There’s also some sort of Steinbeckian quality to it. And I don’t mean to overwrite this here, but he’s one of the last few balladeers of the South. It doesn’t matter that The Weight is set in Pennsylvania, that’s a boy from Arkansas sharing his pain and joy. The Band, at perhaps their peak:

And now I’d encourage you to listen to a man approaching 70 singing his absolute soul out:

More from Ramble at the Ryman:

Back To Memphis
Baby Scratch My Back (w/ Little Sammy Davis)
No Depression in Heaven
The Weight (w/ John Hiatt!)


16
Apr 12

Meanwhile, in the classroom

I taught about false light in two media law classes today.

The three criteria required for a false light case:

1. Publication of material must put an individual in a false light.
2. The false light would be offensive to a reasonable person.
3. The publisher was at fault.

Two anecdotes from the lecture:

The Sun ran a picture of Nellie Mitchell, a 96-year-old Arkansas woman, in a fabricated story about a 101-year-old female news carrier who had to give up her job because she was pregnant. The Sun’s editors needed a photo for their false story. They assumed Nellie was dead and pulled her picture from a previous true story. She was alive and, by then, feeling litigious. She sued. She won $1.5 million in 1991. (That’s $2.5 million today)

In the 1980s WJLA in Washington, D.C., did a story on genital herpes. The reporter shot b roll on a busy D.C. street. The videographer zoomed in on a woman who was easily recognized. In the 11 p.m. broadcast the anchor read the script “For the 20 million Americans who have herpes, it’s not a cure” as tape rolled with the woman’s image. She won her case and was awarded $750.

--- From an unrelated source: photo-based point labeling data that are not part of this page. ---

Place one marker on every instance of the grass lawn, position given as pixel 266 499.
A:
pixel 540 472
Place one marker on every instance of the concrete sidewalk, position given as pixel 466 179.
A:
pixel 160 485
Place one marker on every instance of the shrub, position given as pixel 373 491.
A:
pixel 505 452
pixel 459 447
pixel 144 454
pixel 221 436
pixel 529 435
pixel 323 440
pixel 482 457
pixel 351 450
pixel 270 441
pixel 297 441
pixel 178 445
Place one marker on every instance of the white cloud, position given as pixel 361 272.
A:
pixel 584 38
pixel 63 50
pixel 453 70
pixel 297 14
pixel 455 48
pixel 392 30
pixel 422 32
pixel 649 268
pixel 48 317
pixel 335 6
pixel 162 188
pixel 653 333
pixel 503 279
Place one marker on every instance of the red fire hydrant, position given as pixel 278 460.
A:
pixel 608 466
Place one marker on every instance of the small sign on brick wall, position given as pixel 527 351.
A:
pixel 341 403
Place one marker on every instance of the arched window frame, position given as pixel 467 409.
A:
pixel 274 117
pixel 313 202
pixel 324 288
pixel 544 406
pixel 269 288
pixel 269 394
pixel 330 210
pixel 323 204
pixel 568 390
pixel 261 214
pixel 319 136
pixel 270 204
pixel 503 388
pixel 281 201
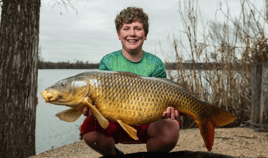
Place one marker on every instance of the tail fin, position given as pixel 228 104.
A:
pixel 215 117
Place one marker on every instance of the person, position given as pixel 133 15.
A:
pixel 162 135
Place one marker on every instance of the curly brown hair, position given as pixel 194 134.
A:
pixel 129 15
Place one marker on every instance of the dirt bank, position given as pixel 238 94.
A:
pixel 238 142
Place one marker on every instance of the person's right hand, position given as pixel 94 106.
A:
pixel 87 112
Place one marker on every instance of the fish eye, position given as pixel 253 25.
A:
pixel 63 83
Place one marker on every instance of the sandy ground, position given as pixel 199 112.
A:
pixel 237 142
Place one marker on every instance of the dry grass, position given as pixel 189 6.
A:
pixel 231 47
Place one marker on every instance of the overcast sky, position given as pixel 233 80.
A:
pixel 88 32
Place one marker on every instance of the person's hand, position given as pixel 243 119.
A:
pixel 87 112
pixel 171 113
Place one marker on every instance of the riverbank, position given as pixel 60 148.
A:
pixel 237 142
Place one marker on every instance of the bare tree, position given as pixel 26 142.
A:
pixel 19 37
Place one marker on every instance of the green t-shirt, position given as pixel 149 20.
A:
pixel 149 66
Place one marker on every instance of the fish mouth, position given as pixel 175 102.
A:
pixel 48 96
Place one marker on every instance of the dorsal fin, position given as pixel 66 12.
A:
pixel 179 85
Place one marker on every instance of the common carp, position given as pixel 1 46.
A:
pixel 131 100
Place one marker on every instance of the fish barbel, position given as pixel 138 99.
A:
pixel 131 100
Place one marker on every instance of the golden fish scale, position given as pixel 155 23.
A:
pixel 137 100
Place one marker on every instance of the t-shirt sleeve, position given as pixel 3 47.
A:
pixel 160 70
pixel 103 64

I like media law, but I think you have to have an anticipation of enjoyment of it before you take it as a class. I imagine that students who don’t have some inkling of that beforehand find themselves miserable. But it is a vitally important topic.

I think I enjoyed it, in part, was because the first media law case I ever read about was Carol Burnett v. National Enquirer, Inc. I loved Carol Burnett as a comedienne, even if her sketch comedy show (which I caught it in syndication) was for an older audience. It always felt like I was getting away with something to be able to watch it late at night, but I remember thinking that Burnett’s case, while important, probably felt ancient to most of my peers. It had happened almost 15 years before we studied it, an eternity to undergrads. (I did not talk about it in class today.)

And so I vowed to give contemporary examples in a media law context. Need to brush up on the dockets a bit.

To know the more than a name makes a case history more interesting. To see this makes it all stick in your head:

I actually remember that bit, which is remarkable with my memory. I suppose it speaks to the impression those talents could leave upon you. To this day my favorite stylings are physical comedy and the famous loss of composure. I blame Harvey Korman for that:

Had a guest in my Mass Media Practices class today. My old friend Napo Monasterio came over from The Birmingham News to talk about that happy, curious, more-flexible-than-ever place where journalist, coder and designer meet. Napo is from Auburn, though he was a year or two behind me. Now I see his work all the time.

Here are some of his page layouts and the online package that went with it. Now he’s developing apps.

He was formally trained as a print journalist and designer, but his desire to learn new things keeps opening doors for him. I hope students pick up on that.

“Just like a firecracker going off in the air — kabuuuuum.”